The Chronicle reports on a recent study (working paper PDF) on professorial politics. Overall, the report suggests that professors are more liberal than average Americans (kind of a dog bites boy story), but it also indicates that there are a growing number of moderates in higher ed, as well as waning radicalism in younger generations.
For example, 14.3 percent of professors aged 50-64 consider themselves liberal radicals, as compared to just 3.8 percent of professors aged 26-35. Similarly, whereas 17.2 percent of professors aged 50-64 consider themselves liberal activists, this is true of only 1.3 percent of professors in the youngest age cohort. (40-41)

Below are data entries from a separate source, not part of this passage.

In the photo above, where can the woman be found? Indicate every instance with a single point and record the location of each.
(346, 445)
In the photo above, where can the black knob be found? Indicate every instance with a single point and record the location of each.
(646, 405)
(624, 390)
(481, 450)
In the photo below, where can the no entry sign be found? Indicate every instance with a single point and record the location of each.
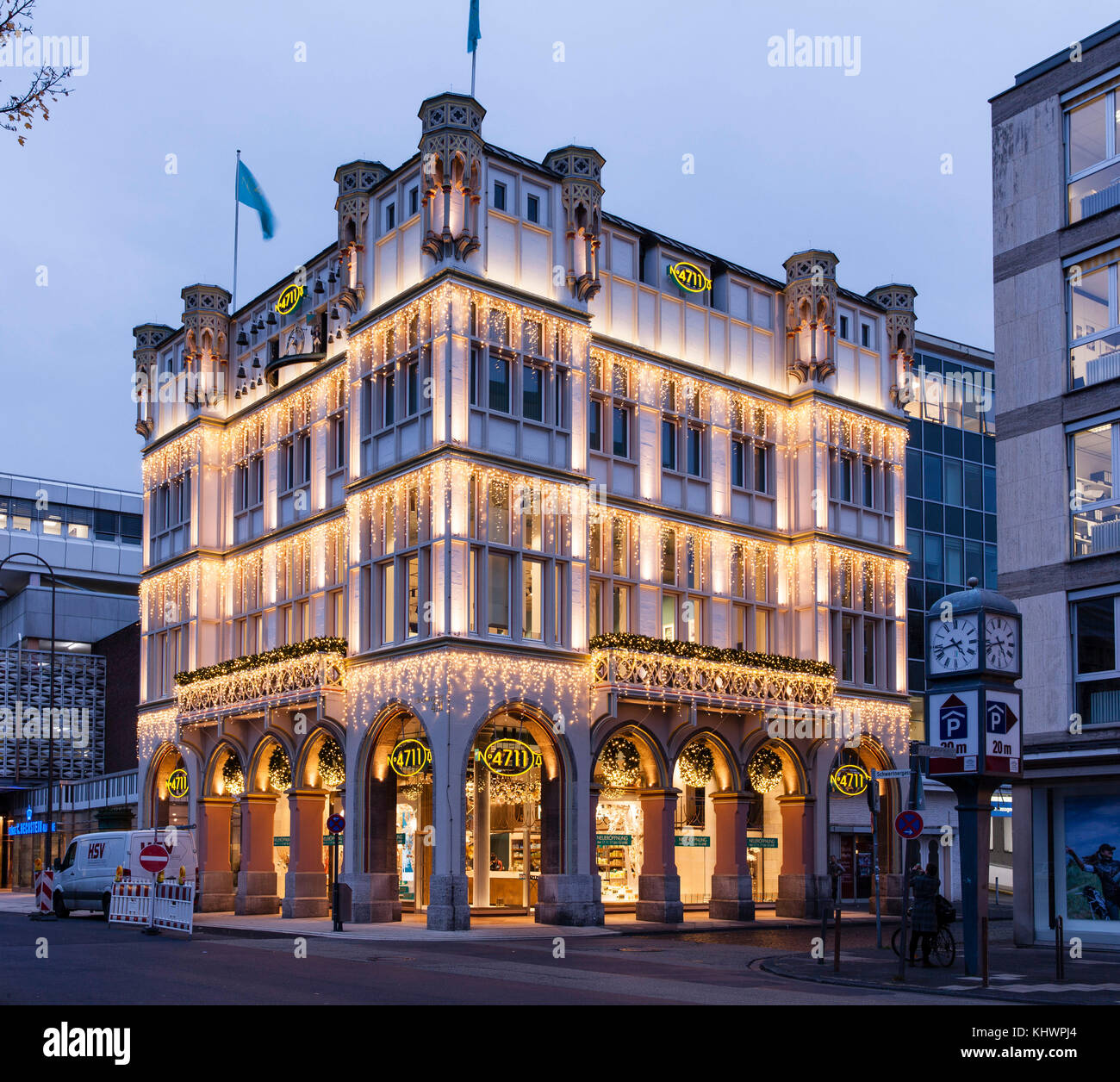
(153, 858)
(908, 824)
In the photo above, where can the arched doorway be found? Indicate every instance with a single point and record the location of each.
(704, 768)
(628, 761)
(514, 786)
(398, 834)
(776, 831)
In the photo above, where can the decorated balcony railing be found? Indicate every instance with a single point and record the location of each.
(665, 668)
(276, 676)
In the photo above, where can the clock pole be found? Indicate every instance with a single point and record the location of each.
(974, 716)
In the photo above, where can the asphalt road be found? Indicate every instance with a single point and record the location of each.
(84, 961)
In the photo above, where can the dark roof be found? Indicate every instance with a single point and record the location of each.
(1063, 56)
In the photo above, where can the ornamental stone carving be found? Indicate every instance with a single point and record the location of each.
(810, 315)
(582, 196)
(899, 302)
(451, 169)
(357, 182)
(148, 338)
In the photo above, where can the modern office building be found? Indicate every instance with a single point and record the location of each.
(89, 539)
(950, 530)
(1056, 216)
(551, 551)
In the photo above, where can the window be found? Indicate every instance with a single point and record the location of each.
(497, 575)
(1096, 511)
(532, 581)
(622, 432)
(532, 394)
(669, 445)
(413, 388)
(500, 384)
(695, 441)
(388, 603)
(1093, 323)
(389, 400)
(1092, 159)
(1097, 670)
(738, 463)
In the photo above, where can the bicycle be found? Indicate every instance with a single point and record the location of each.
(943, 948)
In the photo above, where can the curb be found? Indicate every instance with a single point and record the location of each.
(768, 966)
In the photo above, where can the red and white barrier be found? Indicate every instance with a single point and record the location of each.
(175, 906)
(133, 902)
(45, 891)
(130, 902)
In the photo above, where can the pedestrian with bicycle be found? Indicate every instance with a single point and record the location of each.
(924, 912)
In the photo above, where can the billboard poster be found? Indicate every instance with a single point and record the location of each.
(1092, 872)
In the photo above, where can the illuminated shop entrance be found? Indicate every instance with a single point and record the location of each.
(513, 814)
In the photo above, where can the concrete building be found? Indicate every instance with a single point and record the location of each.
(90, 537)
(550, 550)
(1056, 217)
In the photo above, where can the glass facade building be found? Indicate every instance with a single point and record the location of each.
(950, 485)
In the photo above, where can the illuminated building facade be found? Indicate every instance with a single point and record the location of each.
(512, 523)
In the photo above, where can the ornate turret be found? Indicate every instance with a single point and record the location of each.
(206, 346)
(148, 336)
(451, 175)
(899, 302)
(357, 180)
(810, 315)
(582, 195)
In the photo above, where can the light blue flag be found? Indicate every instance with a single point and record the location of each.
(473, 30)
(249, 191)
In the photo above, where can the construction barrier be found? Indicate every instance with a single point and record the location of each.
(133, 901)
(175, 906)
(45, 891)
(130, 902)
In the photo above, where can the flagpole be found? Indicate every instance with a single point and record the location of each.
(236, 219)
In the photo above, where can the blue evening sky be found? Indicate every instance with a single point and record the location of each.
(785, 158)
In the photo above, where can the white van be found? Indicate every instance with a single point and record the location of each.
(85, 880)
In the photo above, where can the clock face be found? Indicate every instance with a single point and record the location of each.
(1001, 643)
(953, 645)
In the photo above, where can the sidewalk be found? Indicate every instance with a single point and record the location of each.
(1017, 974)
(413, 928)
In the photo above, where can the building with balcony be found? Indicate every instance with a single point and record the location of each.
(1056, 214)
(563, 558)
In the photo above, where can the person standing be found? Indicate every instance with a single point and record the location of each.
(924, 913)
(836, 869)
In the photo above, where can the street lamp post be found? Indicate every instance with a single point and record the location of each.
(49, 843)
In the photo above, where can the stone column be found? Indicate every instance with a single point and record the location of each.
(257, 881)
(376, 894)
(659, 886)
(305, 883)
(731, 898)
(216, 885)
(563, 896)
(800, 891)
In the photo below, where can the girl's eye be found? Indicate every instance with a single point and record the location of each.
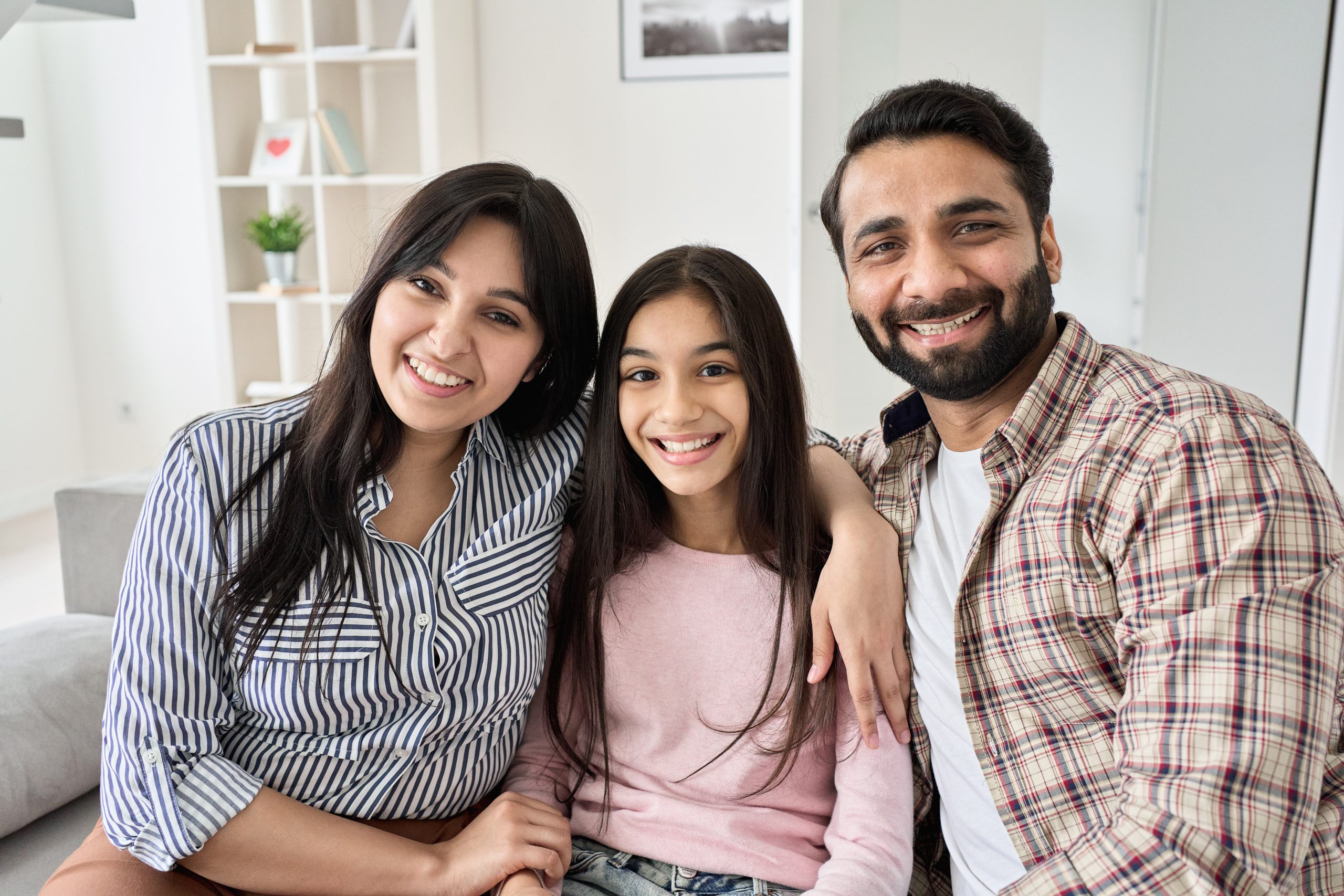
(424, 285)
(500, 318)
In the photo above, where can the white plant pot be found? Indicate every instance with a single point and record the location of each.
(281, 268)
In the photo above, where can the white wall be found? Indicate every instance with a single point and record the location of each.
(108, 333)
(41, 371)
(1238, 111)
(1078, 71)
(651, 164)
(132, 201)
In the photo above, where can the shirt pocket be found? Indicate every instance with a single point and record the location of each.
(344, 635)
(491, 578)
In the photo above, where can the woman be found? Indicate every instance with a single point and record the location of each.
(335, 606)
(678, 730)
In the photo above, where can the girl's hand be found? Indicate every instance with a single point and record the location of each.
(523, 883)
(514, 833)
(860, 602)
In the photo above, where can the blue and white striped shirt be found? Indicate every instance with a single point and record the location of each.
(188, 742)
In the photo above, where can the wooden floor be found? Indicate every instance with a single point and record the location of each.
(30, 568)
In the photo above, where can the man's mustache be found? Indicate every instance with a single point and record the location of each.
(952, 305)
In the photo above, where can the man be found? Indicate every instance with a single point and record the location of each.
(1126, 601)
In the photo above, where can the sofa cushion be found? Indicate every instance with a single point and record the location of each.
(96, 523)
(53, 684)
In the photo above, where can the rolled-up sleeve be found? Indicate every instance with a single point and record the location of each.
(166, 785)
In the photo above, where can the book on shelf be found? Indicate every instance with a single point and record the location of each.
(279, 291)
(269, 49)
(339, 144)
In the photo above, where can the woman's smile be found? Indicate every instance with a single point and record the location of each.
(435, 381)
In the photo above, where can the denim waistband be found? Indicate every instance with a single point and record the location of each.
(674, 879)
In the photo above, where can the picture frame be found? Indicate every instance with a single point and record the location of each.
(664, 39)
(279, 150)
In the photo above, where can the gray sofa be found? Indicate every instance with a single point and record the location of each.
(53, 680)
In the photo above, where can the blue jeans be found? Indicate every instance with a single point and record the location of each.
(601, 871)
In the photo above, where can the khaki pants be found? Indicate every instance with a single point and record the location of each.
(99, 868)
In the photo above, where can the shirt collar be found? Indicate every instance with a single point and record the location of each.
(375, 493)
(1041, 414)
(491, 437)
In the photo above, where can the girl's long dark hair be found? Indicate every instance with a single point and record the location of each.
(349, 433)
(624, 513)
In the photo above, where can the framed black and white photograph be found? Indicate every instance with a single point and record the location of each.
(704, 38)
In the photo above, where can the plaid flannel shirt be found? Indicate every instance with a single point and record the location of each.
(1150, 625)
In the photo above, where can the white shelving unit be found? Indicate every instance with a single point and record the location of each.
(414, 117)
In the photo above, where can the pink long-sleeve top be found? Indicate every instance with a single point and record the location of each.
(689, 637)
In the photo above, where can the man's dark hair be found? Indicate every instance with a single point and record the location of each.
(933, 108)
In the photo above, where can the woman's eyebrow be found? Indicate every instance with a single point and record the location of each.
(495, 292)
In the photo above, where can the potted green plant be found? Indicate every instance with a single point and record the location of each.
(279, 236)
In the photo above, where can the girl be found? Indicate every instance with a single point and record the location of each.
(335, 606)
(678, 731)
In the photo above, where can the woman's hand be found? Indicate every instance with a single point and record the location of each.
(523, 883)
(860, 599)
(514, 833)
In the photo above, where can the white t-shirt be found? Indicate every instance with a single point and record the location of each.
(952, 504)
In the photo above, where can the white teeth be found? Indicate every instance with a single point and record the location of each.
(682, 448)
(435, 378)
(933, 330)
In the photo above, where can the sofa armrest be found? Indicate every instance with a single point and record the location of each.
(53, 687)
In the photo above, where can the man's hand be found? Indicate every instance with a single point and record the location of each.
(860, 602)
(523, 883)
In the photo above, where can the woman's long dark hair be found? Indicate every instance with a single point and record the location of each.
(624, 512)
(349, 433)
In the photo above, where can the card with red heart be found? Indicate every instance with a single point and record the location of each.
(279, 151)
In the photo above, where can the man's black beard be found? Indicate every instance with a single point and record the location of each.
(953, 374)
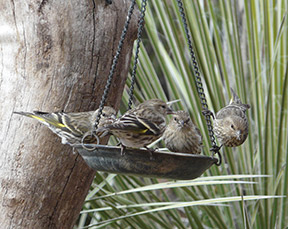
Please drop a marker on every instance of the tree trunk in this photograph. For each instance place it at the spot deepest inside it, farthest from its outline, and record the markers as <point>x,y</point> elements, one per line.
<point>54,55</point>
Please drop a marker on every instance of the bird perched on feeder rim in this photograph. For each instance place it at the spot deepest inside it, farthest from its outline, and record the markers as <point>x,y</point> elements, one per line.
<point>141,125</point>
<point>181,135</point>
<point>74,128</point>
<point>231,123</point>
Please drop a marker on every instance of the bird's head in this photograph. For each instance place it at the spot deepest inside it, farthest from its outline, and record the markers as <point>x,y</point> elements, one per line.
<point>181,119</point>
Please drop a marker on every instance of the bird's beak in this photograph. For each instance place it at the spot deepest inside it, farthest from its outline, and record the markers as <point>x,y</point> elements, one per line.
<point>238,135</point>
<point>170,111</point>
<point>169,103</point>
<point>182,123</point>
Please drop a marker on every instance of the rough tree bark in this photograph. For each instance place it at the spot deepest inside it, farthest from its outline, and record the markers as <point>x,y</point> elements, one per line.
<point>54,55</point>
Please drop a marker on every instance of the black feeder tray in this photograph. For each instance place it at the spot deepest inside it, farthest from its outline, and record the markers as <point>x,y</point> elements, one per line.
<point>167,165</point>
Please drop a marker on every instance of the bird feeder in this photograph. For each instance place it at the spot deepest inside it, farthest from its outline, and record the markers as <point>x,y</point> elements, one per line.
<point>139,162</point>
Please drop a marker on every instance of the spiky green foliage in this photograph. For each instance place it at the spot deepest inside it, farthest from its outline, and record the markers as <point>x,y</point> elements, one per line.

Following on that point, the report makes the following observation of political leanings based on respondents answers to questions on a range of political issues:
Liberal | Center/Center-left | Conservative | |
26-35 | 21.5 | 59.5 | 19.0 |
36-49 | 31.0 | 51.2 | 17.8 |
50-64 | 31.0 | 56.6 | 12.4 |
65+ | 27.7 | 64.4 | 7.9 |
Total | 30.2 | 55.3 | 14.5 |
So the purpose of the study, in part, is to engage the perception of higher education as a "hotbed" of liberal radicalism. And the study does seek to argue that while professors are liberal, they are more centrist than radical/extreme and that radicalism seems to be associated with a particular generation of faculty who originally attended college in the sixties or seventies.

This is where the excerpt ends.